In parts, Lion moved me to tears. I could not recommend it highly enough. However, there was one aspect of the film that disappointed me, personally, as a disabled person. That was that I realised almost immediately that Saroo Brierley's adopted brother, Mantosh Brierley, has autism. However, his disability is never revealed clearly in the film. Viewers see him having two meltdowns, one in his early childhood, soon after he arrives in Australia, and another during a family dinner when the brothers are young adults. I was disappointed that Mantosh's autism is never revealed clearly, meaning that viewers who do not know, as I do, how to recognise an autistic meltdown, will never pick up on this significant detail.

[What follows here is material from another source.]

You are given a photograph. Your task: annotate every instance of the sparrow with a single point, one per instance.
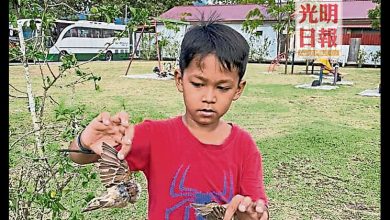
(115, 175)
(211, 211)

What is revealed is that Mantosh, as an adult, stays away from the family and from family events. At one point Saroo asks him not to make Sue "any more unhappy than you already do." He responds "Why do you think I stay away?" To me, this seems like an unrealistic portrayal of autism, as I did not know that people with autism are able to understand when they are making other people unhappy. However, if Mantosh's level of disability had been made a little bit clearer in the film, I may have been able to understand this scene more clearly.

I can't help wondering if Mantosh's disability is explored more in Saroo's book A Long Way Home, on which Lion is based. I look forward to reading the book to find out more about the whole Brierley family. Disability representation aside, if this particular book is even half as good as the movie it was made into, I won't regret reading it.